Neither defendant’s confession nor any other evidence presented by the prosecution at trial
showed that defendant was the principal in the unarmed robbery. However, an accomplice may be
prosecuted as if he has committed the crime himself, MCL 767.39; MSA 28.979. In order “to support
a finding that defendant aided and abetted a crime, the prosecution must show that (1) the crime
charged was committed by the defendant or some other person, (2) the defendant performed acts or
gave encouragement that assisted the commission of the crime, and (3) the defendant intended the
commission of the crime or had knowledge that the principal intended its commission at the time he gave
aid and encouragement.” People v Jones (On Rehearing), 201 Mich App 449, 451; 506 NW2d 542
(1993).
Defendant’s confession is sufficient to establish that that he was an accomplice because he
admitted that he aided and abetted the principals in the commission of the unarmed robbery.
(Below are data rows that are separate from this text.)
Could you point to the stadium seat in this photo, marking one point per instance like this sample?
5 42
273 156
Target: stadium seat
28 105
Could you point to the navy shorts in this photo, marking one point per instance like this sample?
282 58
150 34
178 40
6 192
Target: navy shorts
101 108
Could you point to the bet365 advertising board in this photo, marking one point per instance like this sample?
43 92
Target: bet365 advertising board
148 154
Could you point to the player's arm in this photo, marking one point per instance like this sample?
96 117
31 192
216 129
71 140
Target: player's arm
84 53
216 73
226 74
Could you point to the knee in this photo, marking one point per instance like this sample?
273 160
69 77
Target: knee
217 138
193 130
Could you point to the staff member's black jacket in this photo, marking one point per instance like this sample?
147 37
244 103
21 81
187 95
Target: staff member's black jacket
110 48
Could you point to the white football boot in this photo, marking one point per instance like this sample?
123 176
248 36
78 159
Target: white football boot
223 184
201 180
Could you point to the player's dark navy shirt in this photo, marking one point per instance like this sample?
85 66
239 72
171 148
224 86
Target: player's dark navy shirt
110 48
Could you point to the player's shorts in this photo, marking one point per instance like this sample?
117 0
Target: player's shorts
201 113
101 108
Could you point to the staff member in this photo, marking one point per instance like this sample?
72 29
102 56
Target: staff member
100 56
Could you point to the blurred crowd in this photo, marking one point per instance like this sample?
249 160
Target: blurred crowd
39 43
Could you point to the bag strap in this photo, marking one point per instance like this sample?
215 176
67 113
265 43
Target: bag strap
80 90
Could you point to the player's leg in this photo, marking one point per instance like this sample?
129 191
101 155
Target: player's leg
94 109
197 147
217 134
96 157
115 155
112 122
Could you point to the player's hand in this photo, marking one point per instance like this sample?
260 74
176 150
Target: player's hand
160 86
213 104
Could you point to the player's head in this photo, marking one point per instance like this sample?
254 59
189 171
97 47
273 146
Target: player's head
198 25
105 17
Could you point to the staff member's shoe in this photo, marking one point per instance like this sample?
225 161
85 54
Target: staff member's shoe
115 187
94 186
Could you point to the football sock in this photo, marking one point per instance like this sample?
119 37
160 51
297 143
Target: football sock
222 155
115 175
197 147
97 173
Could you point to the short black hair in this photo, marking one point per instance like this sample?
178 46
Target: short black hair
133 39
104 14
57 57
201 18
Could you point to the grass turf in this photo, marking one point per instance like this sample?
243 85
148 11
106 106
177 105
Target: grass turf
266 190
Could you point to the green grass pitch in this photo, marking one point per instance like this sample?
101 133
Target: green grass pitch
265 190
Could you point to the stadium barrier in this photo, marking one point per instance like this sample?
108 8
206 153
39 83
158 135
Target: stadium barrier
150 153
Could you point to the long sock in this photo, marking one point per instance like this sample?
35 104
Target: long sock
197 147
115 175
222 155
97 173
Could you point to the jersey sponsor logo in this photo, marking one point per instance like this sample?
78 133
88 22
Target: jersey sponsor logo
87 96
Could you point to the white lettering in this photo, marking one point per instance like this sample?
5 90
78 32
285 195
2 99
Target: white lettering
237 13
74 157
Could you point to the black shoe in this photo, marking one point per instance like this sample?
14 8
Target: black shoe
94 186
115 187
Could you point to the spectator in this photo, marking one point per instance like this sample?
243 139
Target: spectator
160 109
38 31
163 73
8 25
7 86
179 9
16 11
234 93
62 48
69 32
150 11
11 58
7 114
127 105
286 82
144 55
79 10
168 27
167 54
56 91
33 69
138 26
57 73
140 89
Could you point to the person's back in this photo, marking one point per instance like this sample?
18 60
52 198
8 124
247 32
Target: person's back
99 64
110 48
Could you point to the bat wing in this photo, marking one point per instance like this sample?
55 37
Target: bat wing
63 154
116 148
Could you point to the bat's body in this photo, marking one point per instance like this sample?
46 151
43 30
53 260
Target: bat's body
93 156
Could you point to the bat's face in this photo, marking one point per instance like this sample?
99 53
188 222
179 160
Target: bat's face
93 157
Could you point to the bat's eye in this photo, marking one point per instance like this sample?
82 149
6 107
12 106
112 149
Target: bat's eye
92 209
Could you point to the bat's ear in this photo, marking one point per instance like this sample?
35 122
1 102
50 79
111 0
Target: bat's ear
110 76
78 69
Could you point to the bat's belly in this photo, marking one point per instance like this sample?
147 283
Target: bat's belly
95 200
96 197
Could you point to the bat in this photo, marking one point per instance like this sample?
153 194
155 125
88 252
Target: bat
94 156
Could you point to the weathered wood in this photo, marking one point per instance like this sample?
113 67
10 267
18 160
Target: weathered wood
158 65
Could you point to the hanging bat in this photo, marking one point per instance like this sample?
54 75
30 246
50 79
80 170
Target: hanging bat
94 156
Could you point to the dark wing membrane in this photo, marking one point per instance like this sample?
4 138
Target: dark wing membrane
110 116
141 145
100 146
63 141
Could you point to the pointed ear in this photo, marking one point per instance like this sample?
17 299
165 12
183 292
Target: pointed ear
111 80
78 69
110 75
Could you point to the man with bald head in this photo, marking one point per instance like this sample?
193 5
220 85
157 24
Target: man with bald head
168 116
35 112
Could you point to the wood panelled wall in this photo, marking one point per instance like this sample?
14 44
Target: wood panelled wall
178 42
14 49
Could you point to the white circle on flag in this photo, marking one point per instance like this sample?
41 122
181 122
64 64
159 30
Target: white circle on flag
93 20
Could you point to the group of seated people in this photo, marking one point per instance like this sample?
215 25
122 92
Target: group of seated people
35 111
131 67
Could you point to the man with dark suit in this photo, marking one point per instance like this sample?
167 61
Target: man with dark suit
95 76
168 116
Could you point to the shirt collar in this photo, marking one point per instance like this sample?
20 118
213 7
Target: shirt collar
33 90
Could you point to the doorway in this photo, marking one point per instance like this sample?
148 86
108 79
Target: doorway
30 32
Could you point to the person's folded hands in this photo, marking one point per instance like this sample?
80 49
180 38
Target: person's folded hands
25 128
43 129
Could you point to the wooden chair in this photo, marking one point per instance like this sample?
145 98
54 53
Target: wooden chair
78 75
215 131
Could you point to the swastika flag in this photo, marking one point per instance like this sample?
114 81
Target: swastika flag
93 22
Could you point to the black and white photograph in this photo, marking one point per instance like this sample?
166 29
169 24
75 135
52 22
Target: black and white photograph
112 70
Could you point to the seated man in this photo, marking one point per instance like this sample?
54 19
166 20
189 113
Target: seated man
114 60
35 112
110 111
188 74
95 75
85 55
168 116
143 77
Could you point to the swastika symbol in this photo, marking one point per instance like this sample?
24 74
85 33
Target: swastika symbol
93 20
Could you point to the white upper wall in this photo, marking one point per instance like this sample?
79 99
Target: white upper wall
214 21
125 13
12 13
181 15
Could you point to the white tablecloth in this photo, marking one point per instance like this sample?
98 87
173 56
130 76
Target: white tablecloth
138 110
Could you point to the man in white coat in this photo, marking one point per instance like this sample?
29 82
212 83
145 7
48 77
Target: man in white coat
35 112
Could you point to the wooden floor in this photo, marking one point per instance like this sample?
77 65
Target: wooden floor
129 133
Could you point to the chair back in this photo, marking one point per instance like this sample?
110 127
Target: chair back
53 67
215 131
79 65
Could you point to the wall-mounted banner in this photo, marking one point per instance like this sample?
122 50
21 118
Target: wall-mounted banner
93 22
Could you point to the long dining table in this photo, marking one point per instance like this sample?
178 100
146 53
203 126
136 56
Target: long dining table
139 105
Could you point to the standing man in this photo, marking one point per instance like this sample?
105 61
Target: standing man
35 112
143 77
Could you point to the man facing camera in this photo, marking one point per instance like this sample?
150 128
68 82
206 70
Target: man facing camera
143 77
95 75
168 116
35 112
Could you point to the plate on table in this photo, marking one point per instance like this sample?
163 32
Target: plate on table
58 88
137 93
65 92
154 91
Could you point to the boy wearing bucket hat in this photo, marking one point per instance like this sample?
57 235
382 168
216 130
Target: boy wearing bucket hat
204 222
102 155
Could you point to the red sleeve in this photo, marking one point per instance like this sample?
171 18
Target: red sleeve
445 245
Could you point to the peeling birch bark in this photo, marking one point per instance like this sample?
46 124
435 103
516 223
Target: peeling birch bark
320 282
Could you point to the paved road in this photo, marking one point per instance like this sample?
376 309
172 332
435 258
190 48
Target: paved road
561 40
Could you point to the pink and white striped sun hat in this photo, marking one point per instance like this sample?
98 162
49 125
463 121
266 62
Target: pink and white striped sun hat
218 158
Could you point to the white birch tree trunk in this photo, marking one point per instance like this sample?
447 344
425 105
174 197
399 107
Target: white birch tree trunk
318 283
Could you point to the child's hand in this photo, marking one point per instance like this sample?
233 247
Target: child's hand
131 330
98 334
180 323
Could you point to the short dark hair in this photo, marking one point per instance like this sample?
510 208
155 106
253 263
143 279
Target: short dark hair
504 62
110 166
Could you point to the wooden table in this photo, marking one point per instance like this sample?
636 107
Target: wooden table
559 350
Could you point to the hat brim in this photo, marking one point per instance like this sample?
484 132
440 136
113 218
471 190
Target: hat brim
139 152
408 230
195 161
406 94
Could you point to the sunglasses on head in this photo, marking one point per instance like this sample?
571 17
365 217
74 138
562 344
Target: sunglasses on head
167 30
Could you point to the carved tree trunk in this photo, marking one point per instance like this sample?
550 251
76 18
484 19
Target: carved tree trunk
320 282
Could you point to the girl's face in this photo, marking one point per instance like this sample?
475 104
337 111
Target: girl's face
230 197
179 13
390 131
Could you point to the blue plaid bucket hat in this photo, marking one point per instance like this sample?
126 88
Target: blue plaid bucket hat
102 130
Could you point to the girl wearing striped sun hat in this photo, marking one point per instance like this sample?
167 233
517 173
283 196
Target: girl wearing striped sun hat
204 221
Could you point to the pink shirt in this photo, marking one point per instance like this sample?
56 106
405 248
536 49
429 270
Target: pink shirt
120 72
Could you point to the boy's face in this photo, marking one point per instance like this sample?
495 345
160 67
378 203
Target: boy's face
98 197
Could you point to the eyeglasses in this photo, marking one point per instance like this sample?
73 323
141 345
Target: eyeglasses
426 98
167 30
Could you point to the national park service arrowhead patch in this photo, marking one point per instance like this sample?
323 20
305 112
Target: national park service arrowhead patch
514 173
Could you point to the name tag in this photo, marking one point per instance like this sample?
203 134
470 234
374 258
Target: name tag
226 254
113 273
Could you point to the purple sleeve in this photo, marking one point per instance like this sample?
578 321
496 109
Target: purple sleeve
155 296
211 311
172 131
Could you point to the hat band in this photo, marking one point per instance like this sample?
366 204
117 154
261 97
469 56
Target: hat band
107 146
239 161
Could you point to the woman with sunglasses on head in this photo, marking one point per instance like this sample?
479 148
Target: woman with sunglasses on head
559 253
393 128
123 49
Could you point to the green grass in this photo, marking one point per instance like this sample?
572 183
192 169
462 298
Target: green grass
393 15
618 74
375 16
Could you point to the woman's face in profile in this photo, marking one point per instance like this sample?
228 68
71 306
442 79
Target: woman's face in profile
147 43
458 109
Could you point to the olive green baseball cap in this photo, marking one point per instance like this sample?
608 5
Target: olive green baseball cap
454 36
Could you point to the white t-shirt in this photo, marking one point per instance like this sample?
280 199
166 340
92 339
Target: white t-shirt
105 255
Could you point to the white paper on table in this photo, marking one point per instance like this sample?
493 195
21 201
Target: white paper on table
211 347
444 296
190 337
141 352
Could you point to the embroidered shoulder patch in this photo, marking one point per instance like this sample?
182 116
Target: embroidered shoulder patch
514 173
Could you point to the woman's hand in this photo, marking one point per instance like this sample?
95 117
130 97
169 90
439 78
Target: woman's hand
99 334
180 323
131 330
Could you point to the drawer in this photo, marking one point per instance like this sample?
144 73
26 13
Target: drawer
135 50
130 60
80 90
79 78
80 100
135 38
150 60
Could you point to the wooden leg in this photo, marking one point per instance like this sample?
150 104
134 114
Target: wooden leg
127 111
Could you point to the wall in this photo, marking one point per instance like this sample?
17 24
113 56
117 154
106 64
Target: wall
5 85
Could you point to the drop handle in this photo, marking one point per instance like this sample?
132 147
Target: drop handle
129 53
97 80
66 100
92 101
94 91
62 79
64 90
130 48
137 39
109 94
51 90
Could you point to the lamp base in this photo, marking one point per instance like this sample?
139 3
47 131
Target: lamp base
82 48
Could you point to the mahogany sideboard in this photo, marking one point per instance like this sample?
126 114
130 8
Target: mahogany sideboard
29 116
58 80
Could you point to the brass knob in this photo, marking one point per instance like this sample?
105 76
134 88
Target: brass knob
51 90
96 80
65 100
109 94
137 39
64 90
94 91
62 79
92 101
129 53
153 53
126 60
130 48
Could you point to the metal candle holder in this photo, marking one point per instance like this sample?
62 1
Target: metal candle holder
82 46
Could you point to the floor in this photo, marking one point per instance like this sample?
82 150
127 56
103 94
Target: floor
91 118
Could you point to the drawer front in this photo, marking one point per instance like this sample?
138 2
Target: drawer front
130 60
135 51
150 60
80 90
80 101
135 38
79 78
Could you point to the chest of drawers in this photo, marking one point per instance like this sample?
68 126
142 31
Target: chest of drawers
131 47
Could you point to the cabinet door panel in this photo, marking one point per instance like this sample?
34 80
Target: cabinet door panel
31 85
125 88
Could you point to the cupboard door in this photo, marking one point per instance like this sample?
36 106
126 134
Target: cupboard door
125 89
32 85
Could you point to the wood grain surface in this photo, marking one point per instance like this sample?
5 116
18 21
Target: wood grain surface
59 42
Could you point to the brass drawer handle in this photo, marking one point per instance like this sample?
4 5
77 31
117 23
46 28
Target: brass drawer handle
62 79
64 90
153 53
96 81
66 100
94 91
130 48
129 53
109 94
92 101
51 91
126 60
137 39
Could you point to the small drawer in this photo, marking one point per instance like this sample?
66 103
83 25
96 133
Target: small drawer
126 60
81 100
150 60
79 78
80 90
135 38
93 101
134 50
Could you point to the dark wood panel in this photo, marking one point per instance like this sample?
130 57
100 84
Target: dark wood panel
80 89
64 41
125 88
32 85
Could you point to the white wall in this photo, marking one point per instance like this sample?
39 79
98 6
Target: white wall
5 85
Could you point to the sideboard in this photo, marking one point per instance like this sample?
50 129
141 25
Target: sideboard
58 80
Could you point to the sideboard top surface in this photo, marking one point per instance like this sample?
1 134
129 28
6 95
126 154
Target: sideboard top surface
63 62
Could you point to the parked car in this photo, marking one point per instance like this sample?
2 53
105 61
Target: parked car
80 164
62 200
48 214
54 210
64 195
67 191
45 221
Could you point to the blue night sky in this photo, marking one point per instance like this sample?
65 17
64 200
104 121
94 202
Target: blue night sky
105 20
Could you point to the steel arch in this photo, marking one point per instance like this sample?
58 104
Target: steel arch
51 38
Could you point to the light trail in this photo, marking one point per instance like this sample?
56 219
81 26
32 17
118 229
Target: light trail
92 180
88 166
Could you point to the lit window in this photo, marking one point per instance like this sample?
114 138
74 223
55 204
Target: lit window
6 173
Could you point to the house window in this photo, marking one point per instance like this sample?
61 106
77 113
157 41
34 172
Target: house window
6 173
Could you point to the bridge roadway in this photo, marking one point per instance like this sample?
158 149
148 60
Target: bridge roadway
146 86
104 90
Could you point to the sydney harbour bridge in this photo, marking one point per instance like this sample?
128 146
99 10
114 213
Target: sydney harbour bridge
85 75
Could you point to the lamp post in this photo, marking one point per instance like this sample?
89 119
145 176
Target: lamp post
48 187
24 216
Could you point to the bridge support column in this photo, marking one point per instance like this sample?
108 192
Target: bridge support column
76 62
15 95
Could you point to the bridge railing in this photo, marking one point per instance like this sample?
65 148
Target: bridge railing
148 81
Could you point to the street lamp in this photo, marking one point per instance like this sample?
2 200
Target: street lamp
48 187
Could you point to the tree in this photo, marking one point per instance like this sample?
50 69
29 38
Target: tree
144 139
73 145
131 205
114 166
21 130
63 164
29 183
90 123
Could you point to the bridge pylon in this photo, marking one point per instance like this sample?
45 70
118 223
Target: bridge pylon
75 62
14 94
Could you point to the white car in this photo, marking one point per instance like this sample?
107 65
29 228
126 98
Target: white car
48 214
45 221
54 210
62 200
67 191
Defendant
confessed to participating in the unarmed robbery. One of the other participants had earlier discussed
committing the unarmed robbery. Defendant admitted to being present at the victims’ home when the
unarmed robbery took place. Defendant assisted the principals by going to the victims’ house and
entering it after two of his companions kicked the door in. If believed, this evidence would be sufficient
for a rationale trier of fact to find defendant guilty of unarmed robbery as an aider and abettor.
Affirmed.
/s/ Richard Allen Griffin
/s/ David H. Sawyer
/s/ Peter D. O’Connell
1
People v Walker (On Rehearing), 374 Mich 331; 132 NW2d 87 (1965).